The native python logger used by our flask app seems to stop writing to the log after an exception happens. The last entry logged before each stoppage is a message describing the exception. Typically the next message is one written by code in after_request but for cases where the logger stops, the after_request message is never written out.
Any idea what could be causing this?
Note: I originally posted this question on Serverfault (https://serverfault.com/questions/655683/python-logger-stops-logging) thinking it was an infrastructure issue. But now that we have narrowed the issue down to it occurring after an exception, this issue may be better suited for Stackoverflow.
Update [12/22/2015]:
Logger instantiation:
logging.addLevelName(Config.LOG_AUDIT_LEVEL_NUM, Config.LOG_AUDIT_LEVEL_NAME)
logger = logging.getLogger(Config.LOGGER_NAME)
logger.setLevel(Config.LOG_LEVEL)
handler = SysLogHandler(address='/dev/log', facility=SysLogHandler.LOG_LOCAL3)
handler.setLevel(Config.LOG_LEVEL)
formatter = log_formatter()
handler.setFormatter(formatter)
logger.addHandler(handler)
log_formatter:
class log_formatter(logging.Formatter):
def __init__(self,
fmt=None,
datefmt=None,
json_cls=None,
json_default=_default_json_default):
"""
:param fmt: Config as a JSON string, allowed fields;
extra: provide extra fields always present in logs
source_host: override source host name
:param datefmt: Date format to use (required by logging.Formatter
interface but not used)
:param json_cls: JSON encoder to forward to json.dumps
:param json_default: Default JSON representation for unknown types,
by default coerce everything to a string
"""
if fmt is not None:
self._fmt = json.loads(fmt)
else:
self._fmt = {}
self.json_default = json_default
self.json_cls = json_cls
if 'extra' not in self._fmt:
self.defaults = {}
else:
self.defaults = self._fmt['extra']
try:
self.source_host = socket.gethostname()
except:
self.source_host = ""
def format(self, record):
"""
Format a log record to JSON, if the message is a dict
assume an empty message and use the dict as additional
fields.
"""
fields = record.__dict__.copy()
aux_fields = [
'relativeCreated', 'process', 'args', 'module', 'funcName', 'name',
'thread', 'created', 'threadName', 'msecs', 'filename', 'levelno',
'processName', 'pathname', 'lineno', 'levelname'
]
for k in aux_fields:
del fields[k]
if isinstance(record.msg, dict):
fields.update(record.msg)
fields.pop('msg')
msg = ""
else:
msg = record.getMessage()
if 'msg' in fields:
fields.pop('msg')
if 'exc_info' in fields:
if fields['exc_info']:
formatted = tb.format_exception(*fields['exc_info'])
fields['exception'] = formatted
fields.pop('exc_info')
if 'exc_text' in fields and not fields['exc_text']:
fields.pop('exc_text')
logr = self.defaults.copy()
logr = {
'timestamp': datetime.datetime.utcnow().strftime('%Y-%m-%dT%H:%M:%S.%fZ'),
'host': self.source_host,
}
logr.update(self._build_fields(logr, fields))
if msg:
logr['message'] = msg
something = json.dumps(logr, default=self.json_default, cls=self.json_cls)
return something
def _build_fields(self, defaults, fields):
return dict(defaults.get('fields', {}).items() + fields.items())
Update [01/03/2015]:
Answering questions posted:
Is the application still working after the exception?
Yes, the application continues to run.
Which type of exception is raised and what's the cause of it?
Internal/custom exception.
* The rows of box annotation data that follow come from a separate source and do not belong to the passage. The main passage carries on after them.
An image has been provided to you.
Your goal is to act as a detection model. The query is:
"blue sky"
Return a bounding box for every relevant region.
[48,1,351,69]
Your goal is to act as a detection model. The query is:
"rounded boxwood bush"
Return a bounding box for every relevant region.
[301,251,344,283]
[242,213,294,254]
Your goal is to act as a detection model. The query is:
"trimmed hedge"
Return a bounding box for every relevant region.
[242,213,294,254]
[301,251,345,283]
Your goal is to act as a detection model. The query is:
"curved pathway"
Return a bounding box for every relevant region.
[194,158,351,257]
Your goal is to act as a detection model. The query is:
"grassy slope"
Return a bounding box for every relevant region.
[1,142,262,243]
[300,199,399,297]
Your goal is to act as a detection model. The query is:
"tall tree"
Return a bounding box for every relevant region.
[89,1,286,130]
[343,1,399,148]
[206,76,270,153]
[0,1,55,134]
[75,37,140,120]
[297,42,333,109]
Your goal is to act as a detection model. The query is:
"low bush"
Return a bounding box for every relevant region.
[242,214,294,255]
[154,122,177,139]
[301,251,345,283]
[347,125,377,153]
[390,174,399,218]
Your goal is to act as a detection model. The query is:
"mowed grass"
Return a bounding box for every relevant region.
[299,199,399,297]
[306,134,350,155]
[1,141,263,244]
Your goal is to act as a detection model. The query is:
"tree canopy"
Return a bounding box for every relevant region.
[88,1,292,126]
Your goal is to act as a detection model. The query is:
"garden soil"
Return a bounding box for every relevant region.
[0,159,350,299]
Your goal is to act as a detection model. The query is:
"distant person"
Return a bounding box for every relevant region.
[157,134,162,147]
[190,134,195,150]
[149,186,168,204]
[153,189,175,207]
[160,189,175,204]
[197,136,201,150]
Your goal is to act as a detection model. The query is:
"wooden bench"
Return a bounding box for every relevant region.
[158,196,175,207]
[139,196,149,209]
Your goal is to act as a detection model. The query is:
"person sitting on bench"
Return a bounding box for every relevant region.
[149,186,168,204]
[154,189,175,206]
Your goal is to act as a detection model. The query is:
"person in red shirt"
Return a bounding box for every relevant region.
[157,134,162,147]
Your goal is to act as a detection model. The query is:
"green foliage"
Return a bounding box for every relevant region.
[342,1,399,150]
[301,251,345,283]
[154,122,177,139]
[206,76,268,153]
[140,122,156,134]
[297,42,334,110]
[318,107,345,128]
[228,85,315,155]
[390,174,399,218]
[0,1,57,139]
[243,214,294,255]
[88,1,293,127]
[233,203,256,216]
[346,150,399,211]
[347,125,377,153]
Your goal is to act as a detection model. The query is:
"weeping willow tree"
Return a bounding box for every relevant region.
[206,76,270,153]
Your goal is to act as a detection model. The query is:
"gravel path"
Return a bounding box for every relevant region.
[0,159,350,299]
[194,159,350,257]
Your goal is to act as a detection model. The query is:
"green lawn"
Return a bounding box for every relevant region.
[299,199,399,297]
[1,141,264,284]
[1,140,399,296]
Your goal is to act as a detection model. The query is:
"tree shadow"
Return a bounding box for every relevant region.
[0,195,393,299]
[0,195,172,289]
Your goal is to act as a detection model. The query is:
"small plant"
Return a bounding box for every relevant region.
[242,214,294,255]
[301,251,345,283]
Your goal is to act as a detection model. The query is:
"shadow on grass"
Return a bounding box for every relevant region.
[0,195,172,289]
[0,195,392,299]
Logger has stopped due to different types of exceptions.
Are you using threads in you application?
Yes, the app is threaded by gunicorn.
How is the logging library used?
We are using default FileHandler, SysLogHandler and a custom formatter (outputs JSON)
Does it log on a file? Does it use log rotation?
Yes, it logs to a file, but no rotation.

In regards to after_request, from the docs:
As of Flask 0.7 this function might not be executed at the end of the
request in case an unhandled exception occurred.
And as for your logging issue, it may be that your debug flag is set to true, which would cause the debugger to kick in and possibly stop the logging.
References:
(http://flask.pocoo.org/docs/0.10/api/#flask.Flask.after_request)
(http://flask.pocoo.org/docs/0.10/errorhandling/#working-with-debuggers)

You didn't provide enough information.
Is the application still working after the exception?
Which type of exception is raised and what's the cause of it?
Are you using threads in you application?
How is the logging library used? Does it log on a file? Does it use log rotation?
Supposing you're using threads in you application, the explanation is that the exception causes the Thread to shut down, therefore you won't see any activity from that specific thread. You should notice issues with the application as well.
If the application is still working but becomes silent, my guess is that the logging library is not configured properly. As you reported on Serverfault, the issue seemed to appear after adding fluentd which might not play well with the way your application uses the logging library.

Setting Pass/Fail using Python for an automated test in Sauce Labs?

So, I'm a complete noob when it comes to this kind of thing, and I need some help. I work in software QA for an ecommerce company, and we started using Saucelabs for our automated testing. I'm in the process of learning python but really know next to nothing at this point. I can build a decent test in Selenium IDE, export in Python/Selenium Webdriver, and run the test. Not an issue. However, how do I set the pass/fail flag on the interface? One of our devs wrote a parallel script so I can run a large number of tests at one time, but in order to do so I need to be able to see at a glance which tests have passed and which ones have failed. Can you help me? Thanks!
Also, any tutorials you are aware of on Selenium Webdriver would be helpful too! Really want to learn this stuff!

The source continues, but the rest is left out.